Maria Sharapova holds press conference to admit failing drug test at Australian Open

Russian tennis player Maria Sharapova held a press conference Monday to announce that she failed a drug test at the Australian Open. The prohibited drug, meldomium, is listed as a prohibited substance by the International Tennis Federation, she said at the press conference. According to drugs.com, the medication is used to treat cardiac disorders and as an inhibitor of carnitine synthesis.

The 28-year old tennis star thanked the press for attending the press conference on such short notice. She began by telling the press she received a letter a few days ago from the ITF informing her she had failed a drug test at the Open.

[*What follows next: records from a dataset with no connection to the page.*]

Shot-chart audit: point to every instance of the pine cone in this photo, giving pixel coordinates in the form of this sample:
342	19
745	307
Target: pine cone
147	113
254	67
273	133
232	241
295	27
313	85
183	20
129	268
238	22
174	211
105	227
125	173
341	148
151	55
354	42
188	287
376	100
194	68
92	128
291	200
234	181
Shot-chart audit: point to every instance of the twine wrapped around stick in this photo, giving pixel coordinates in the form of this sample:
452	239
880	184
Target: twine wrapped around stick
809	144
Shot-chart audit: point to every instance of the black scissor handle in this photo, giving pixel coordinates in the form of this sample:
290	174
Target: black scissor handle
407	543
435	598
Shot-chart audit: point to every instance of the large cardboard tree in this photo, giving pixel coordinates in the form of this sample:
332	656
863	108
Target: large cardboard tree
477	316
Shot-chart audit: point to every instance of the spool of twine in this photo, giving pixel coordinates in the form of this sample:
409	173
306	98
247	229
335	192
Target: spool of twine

“I did fail the test and I take full responsibility for it.” she said. “For the past 10 years, I have been given a medication called mildronate by my doctor – by my family doctor. This medication was not on the ‘what is banned’ list and I had been legally taking the medicine for the past 10 years.”

She went on to say that the medication was added to the list on Jan. 1 of this year and she was unaware of the change.

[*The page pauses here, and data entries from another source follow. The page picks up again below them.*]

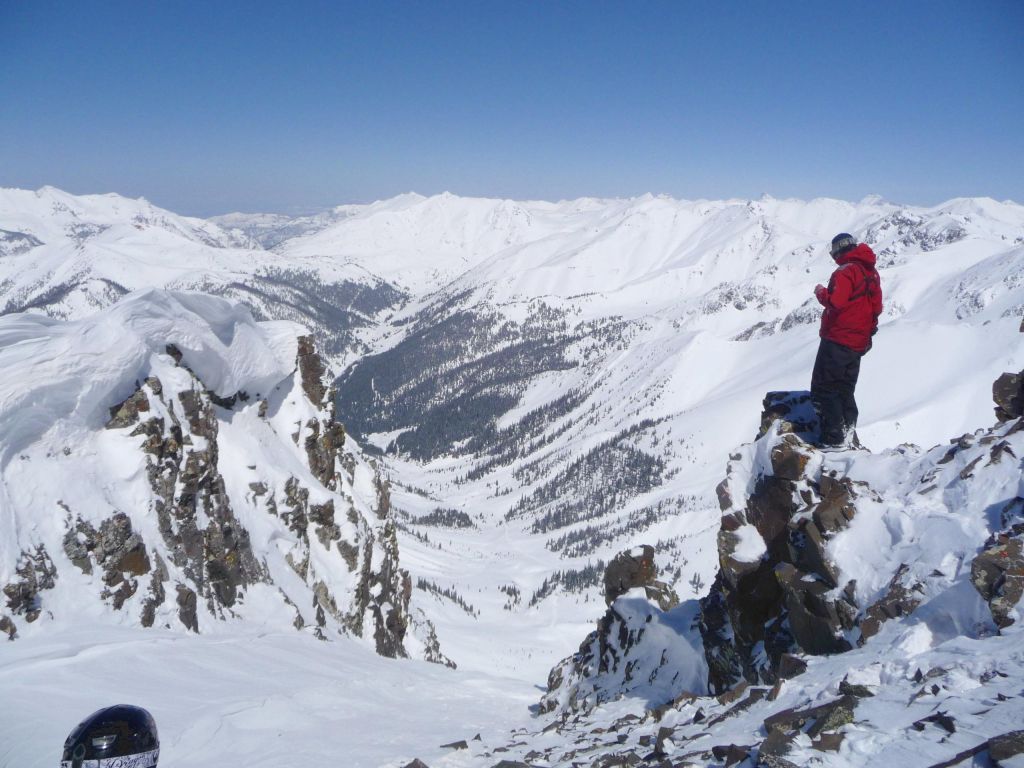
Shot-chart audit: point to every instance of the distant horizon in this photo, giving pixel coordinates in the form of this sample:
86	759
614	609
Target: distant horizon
213	108
412	193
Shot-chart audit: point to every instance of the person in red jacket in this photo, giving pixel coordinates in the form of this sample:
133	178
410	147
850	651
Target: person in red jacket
852	304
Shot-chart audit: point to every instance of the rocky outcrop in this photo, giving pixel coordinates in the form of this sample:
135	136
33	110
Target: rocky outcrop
637	647
197	561
1008	391
636	569
775	592
997	573
35	573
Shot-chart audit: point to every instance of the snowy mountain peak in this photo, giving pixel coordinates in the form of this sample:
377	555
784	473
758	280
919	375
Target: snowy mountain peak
172	462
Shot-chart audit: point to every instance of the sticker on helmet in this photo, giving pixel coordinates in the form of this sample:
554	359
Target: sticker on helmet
142	760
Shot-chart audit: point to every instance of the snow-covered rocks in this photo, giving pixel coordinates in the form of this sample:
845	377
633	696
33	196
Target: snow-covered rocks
171	462
644	645
878	620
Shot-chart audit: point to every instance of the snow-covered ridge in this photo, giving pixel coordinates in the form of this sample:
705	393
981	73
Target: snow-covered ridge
172	462
878	622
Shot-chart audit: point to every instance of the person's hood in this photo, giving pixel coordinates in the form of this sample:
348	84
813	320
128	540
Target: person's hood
861	253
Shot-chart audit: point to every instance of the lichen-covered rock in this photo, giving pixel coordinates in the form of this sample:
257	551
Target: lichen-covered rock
793	411
36	573
997	573
1008	391
127	413
311	371
635	568
644	642
900	599
776	590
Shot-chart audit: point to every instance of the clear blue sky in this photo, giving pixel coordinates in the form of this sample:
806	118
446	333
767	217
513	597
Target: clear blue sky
212	107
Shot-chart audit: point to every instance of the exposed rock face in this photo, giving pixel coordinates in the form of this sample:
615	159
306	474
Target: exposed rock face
203	536
997	573
793	410
775	590
1008	391
36	572
198	563
636	568
900	599
616	657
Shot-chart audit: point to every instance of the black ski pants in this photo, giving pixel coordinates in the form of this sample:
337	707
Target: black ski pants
835	378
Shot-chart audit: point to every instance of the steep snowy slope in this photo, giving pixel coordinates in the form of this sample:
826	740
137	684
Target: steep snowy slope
866	611
422	244
581	393
169	462
69	256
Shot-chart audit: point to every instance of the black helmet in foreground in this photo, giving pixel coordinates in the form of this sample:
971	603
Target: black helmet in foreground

Sharapova acknowledged that she does not want to end her career in such a way and is hoping she will be given another chance to play. She has been suspended from play pending further action regarding her case.

 

The ITF released the following statement regarding Sharapova’s announcement:

Following the statement made by Maria Sharapova in a press conference today, the Tennis Anti-Doping Programme (TADP) can confirm the following:

– On 26 January 2016, Ms Sharapova provided an anti-doping sample to the TADP in association with her participation in the 2016 Australian Open.

– That sample was analysed by a World Anti-Doping Agency (WADA) accredited laboratory, which returned a positive for meldonium, which is a prohibited substance under the WADA Code and, therefore also the TADP.

– In accordance with Article 8.1.1 of the TADP, Ms Sharapova was charged on 2 March with an Anti-Doping Rule Violation.

– Ms Sharapova has accepted the finding of meldonium in her sample collected on 26 January.

– As meldonium is a non-specified substance under the WADA (and, therefore, TADP) list of Prohibited Substances and Prohibited Methods, Ms Sharapova will be provisionally suspended with effect from 12 March, pending determination of the case.